10/07/2008

Segunda-feira

Estava a teclar, corrigindo um trabalho que está prestes a ser publicado. Não é meu, mas de alguém muito próximo e que confia nas achegas que, paulatinamente, vou introduzindo, de forma a melhorar o texto, alterações para evitar repetências de palavras, para passar da oralidade para a linguagem escrita e mais cuidada.


Enfim, sem prejudicar o raciocínio e a lógica do autor, torná-lo mais apetecível e agradável para aqueles a quem se destina, os leitores. Li, reli, voltei a ler até que ontem, quarta-feira, foi dado por encerrado. Foi hoje para a tipografia e, agora, deixa de ser daquele que o engendrou e passa a ser daqueles a quem se destina.


Estava a processar-se de forma atenta e serena até que… toca o telefone!


MC, preciso de ajuda, gritou do outro lado a mãe.

A minha filha, mais uma vez, pegou numa faca para se automutilar.

Eram dez da noite.

Tentei falar-lhe e, pela primeira vez, rejeitou-me:

-Não quero! Não vou! Não falo!

Encerrei o trabalho, que estava a fluir de forma bem agradável, desliguei o computador, deixei a louça por lavar, a cozinha por arrumar, a roupa por estender…

E voei!

A distância é curta, mais ou menos, dois quilómetros.

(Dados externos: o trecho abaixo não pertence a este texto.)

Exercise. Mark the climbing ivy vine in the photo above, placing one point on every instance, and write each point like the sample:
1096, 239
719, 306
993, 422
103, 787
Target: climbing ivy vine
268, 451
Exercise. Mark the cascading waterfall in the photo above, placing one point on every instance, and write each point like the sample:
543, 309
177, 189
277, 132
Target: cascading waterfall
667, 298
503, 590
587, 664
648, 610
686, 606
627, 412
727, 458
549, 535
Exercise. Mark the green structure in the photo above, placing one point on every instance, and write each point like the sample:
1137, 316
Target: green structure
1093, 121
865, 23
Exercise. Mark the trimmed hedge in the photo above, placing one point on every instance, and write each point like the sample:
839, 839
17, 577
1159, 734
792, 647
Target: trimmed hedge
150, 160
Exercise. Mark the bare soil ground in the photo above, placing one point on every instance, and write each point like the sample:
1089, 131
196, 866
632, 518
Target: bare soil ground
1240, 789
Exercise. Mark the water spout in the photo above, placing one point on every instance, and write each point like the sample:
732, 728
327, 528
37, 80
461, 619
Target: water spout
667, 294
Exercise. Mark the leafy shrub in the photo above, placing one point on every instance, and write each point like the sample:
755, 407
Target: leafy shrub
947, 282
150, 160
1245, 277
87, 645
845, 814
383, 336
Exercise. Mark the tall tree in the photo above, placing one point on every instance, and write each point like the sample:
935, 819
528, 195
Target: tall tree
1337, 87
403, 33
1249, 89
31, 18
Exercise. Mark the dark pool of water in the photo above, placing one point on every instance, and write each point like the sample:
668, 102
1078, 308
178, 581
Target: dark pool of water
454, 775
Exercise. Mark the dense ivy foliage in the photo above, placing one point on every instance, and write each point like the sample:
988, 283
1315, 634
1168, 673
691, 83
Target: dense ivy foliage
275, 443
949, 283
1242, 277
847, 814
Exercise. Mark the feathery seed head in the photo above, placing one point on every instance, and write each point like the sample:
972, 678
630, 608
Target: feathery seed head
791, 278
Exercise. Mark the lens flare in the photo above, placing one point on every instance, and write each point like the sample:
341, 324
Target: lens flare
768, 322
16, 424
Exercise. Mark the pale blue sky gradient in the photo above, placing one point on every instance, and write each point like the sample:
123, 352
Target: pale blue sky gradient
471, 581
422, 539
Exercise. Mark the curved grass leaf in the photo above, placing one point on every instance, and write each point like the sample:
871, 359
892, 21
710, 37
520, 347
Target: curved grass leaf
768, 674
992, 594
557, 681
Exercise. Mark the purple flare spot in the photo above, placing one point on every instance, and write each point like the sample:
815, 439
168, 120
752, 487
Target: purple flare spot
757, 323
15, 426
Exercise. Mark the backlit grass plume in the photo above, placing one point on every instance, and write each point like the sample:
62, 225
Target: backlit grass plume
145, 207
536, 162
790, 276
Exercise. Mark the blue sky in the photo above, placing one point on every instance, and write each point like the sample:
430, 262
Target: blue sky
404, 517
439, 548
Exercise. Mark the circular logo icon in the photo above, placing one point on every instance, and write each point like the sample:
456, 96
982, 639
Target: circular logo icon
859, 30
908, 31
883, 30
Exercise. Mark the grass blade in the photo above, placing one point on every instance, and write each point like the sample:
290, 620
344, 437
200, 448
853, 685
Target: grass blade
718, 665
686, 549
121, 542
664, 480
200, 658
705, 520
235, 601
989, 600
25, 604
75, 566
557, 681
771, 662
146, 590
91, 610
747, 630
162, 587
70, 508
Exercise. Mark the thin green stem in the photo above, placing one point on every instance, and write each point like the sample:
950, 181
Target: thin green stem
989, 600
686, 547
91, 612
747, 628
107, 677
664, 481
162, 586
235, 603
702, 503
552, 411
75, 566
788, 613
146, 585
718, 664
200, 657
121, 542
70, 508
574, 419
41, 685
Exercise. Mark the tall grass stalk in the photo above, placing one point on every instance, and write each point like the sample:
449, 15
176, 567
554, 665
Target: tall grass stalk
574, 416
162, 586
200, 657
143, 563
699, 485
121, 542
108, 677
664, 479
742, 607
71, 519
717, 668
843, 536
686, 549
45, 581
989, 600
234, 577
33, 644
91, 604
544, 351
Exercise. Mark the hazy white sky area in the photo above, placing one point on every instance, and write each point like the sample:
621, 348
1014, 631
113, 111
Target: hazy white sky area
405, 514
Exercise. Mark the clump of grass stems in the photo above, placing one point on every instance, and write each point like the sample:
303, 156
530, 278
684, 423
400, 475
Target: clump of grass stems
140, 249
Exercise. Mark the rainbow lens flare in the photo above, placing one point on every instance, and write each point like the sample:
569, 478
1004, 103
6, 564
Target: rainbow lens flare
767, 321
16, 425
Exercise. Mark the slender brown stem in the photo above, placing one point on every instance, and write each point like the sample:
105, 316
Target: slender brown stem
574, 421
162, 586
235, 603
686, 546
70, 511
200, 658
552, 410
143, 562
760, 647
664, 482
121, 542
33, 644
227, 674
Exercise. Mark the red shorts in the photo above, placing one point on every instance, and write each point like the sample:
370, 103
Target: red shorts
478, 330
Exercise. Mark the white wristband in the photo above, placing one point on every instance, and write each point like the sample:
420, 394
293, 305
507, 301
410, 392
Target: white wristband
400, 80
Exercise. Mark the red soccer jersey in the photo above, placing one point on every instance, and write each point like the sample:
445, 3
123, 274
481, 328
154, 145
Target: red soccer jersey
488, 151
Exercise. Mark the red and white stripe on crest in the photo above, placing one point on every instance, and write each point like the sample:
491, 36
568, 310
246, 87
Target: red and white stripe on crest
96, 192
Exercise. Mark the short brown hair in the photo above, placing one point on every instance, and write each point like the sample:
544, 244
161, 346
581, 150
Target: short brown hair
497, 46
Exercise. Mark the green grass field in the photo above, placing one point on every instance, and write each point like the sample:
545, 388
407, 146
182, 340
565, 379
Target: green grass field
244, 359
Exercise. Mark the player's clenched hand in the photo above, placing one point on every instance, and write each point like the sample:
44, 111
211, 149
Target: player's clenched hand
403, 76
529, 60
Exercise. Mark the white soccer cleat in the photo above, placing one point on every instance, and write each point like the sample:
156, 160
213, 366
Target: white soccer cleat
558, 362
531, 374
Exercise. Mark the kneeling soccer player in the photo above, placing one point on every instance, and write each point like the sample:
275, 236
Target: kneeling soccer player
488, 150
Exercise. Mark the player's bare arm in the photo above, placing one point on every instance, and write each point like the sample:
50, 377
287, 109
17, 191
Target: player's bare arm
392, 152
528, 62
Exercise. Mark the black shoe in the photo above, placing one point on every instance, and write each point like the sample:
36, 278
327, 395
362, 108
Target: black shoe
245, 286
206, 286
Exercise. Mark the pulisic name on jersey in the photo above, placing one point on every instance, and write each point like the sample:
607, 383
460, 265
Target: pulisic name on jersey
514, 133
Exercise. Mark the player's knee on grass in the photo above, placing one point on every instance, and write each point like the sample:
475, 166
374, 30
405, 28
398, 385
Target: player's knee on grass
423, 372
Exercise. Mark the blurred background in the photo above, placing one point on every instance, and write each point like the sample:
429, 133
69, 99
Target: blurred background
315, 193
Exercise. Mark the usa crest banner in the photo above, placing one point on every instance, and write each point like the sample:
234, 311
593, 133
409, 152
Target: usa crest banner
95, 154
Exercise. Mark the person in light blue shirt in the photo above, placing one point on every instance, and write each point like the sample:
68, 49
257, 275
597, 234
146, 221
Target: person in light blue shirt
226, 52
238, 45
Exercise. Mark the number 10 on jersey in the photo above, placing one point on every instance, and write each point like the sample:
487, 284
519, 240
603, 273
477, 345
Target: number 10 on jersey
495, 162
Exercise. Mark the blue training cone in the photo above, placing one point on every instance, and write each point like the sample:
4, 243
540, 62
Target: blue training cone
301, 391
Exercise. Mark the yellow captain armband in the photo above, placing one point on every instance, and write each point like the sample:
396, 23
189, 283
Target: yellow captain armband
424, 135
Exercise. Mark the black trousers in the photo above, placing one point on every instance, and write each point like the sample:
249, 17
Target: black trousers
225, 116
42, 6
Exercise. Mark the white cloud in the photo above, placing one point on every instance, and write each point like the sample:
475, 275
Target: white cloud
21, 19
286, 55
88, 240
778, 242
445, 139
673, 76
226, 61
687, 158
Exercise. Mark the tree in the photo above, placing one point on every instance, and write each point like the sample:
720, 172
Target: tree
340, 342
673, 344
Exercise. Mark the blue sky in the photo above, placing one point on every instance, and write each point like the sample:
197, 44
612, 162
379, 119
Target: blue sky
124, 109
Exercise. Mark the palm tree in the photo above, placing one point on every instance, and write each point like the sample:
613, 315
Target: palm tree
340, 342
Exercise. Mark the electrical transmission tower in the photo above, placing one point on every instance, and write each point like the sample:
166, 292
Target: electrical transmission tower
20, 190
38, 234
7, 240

[Abri-lhe o coração, uma portita que estava bem escondida, onde apenas entram aqueles que eu permito. Já lá estão muitos, bem docinhos, e que me lembram que estamos nas quatro da tarde! ]

Era o mês de Fevereiro. Chegou pela mão da mãe, numa tentativa de salvar esta filha única que, uma atrás de outra, já atentou e tentou, automutilando-se, pôr fim a uma existência curta mas sofrida e sombria, pela tentativa de copiar falsos modelos que lhe entram porta adentro tanto pelas telenovelas como pelas revistas cor-de-rosa que criam mundos inexistentes ou virtuais.

Não sabe, nem quer, distinguir o ilusório daquilo que é prático e vale a pena viver.

Apenas modelos pré-feitos e publicitados numa ânsia economicista daqueles que apenas pretendem aumentar lucros fabulosos, convidando ao sobre-endividamento e a situações dramáticas de vida, na tentativa de imitar padrões pouco possíveis e inexistentes.

Chamam-lhe sociedade de consumo.

Eu chamo-lhe sociedade da aparência e do faz de conta.

Nas suas tentativas, e já foram várias, contam-se três internamentos.

A única coisa que conta é a aparência, o sentir-se acolhida, o ser aceite.

Não admite ouvir um não…

E ao longo da nossa caminhada ouvem-se tantos!

Não faças…

Não digas…

Não vás…

Não, não, não.


- Eu não quero falar, não quero ouvir.

Dei-lhe a mão.

- Tire a mão e deixe-me.

Não deixei. Falei-lhe, inicialmente, com muita dureza. Depois, foi baixando o tom, até sussurrar. Mostrei-lhe este espaço e fui sentindo que começava a quebrar. Li-lhe o que escrevi sobre as minhas princesinhas e o sofrer calado, sorridente, mas com as lágrimas a deslizar, cara abaixo, numa tentativa de esconder e silenciar o que as fazia querer gritar e a revolta que sentiam. O agarrarem-se à vida e vivê-la com todas as forças.

Mostrei-lhe a diferença entre o querer viver e o arrastar-se pela vida sem sentido e sem vontade para sonhar.


Quando regressei a casa já todos estavam a dormir!

Voltei a ligar o computador.

Estendi a roupa.

Lavei a louça.

Arrumei a cozinha e, quando consegui descansar era tarde, muito tarde.


Na terça-feira tive formação.


Arrastei-me todo o dia… mas consegui ganhar mais um dia, ou uns dias, até que aconteça nova crise.

É nestes momentos que gostava que o relógio parasse e não tivesse nada para fazer.


3 comentários:

Anónimo disse...

GOSTO MUITO DE TI

Anónimo disse...

É tão bom ter-te como amiga! obrigada por ti.E assim como o que saiu das minhas entranhas,também eu gosto muito de TI!!!!!!!!!!
Um abração daqueeeeeeles, amiga....
Maria Correia

Anónimo disse...

Um retalho de um dia atribulado, espero que tudo se normalize para ver depois, aqui,descrição de melhores momentos.
Parabéns pela sua escrita.
Bom resto de domingo na companhia dos seus.